It gets extremely hard to understand all that is happening around me. Actually to be more accurate, that bit is clear, its actually hard to understand my internal chemistry in reaction to all that happens. The past gets swept away by the future and the present gets entangled in the mix as well thus creating a sort of a gap in the understanding process I suppose. But that’s only one explanation.
It’s now been quite some time since anything. Even thou this is fine – socially and practically both – it still tends to bother me at times. Drives me towards a self created / imposed isolation of sorts as well. In regard to all that happens around me.
I don’t know if I have changed as a person. Maybe I have. I miss the “complication” of it all thou. It was fun at times too. Well … interesting anyways. Although I am sure some of my friends might be tempted to say ‘not at all’. And I won’t exactly be in a position to disagree with them. Again – complicated.
Perhaps on a certain level I like the complication. Which I know sounds very twisted. But that’s that.

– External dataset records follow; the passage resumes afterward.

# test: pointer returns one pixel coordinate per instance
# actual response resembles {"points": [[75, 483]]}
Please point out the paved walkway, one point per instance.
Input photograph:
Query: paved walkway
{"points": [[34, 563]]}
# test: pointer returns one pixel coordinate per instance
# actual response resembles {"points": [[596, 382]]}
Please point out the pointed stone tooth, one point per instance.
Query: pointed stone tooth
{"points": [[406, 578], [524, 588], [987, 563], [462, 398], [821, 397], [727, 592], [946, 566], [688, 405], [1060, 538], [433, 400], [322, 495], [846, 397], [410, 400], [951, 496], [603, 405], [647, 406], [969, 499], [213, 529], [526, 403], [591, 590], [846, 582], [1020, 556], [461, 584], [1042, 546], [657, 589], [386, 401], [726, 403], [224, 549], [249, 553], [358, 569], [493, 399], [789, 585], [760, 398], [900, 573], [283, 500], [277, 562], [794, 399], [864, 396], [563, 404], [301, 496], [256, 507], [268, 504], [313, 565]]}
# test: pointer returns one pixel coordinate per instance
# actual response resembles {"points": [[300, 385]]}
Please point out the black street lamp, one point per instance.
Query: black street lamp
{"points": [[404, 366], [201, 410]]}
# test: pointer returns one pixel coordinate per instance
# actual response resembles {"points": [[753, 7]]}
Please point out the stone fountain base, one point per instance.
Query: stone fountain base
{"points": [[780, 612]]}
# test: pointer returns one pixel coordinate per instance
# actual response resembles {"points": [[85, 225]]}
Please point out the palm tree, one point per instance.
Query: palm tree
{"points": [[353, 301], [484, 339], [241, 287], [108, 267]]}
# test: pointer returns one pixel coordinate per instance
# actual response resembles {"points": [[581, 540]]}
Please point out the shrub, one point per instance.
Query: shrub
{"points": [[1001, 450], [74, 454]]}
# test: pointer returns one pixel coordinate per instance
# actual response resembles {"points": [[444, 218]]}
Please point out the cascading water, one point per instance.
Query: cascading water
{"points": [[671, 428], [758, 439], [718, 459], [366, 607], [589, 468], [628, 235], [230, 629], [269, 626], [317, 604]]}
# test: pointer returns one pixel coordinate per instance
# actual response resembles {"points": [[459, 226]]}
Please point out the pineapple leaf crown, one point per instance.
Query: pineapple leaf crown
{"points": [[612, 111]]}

So I fall back to the safety net of dreaming which has been provided to every able bodied human being whose mind is in working conditions. Aah but the dreams have been a tad bit dry too. So have illusions and hallucinations. Or all the other possible tie ins of imagination.
The forbidden organ of mine is of course at times very active. And unfortunately refuses to be clear on a lot of stuff. I can’t understand exactly what it is that I yearn for either. I can’t understand if whether there is any inclination at times then is it something that should be pushed or not. No help whatsoever. But then I guess that can probably taken as a sign that it wasn’t a case to be pushed. That might be taken as a sign that I am changing as a person as compared to how I was previously of course.
Strange organ this forbidden one. Love is something that of course everyone years for, demands, needs, requires, and of course is what ‘makes the world go round’ (God knows who came up with that corny line). It is directly in proportional relation with the emotional, intangible aspect of the forbidden organ. A useless and probably non-agreeable fact of life.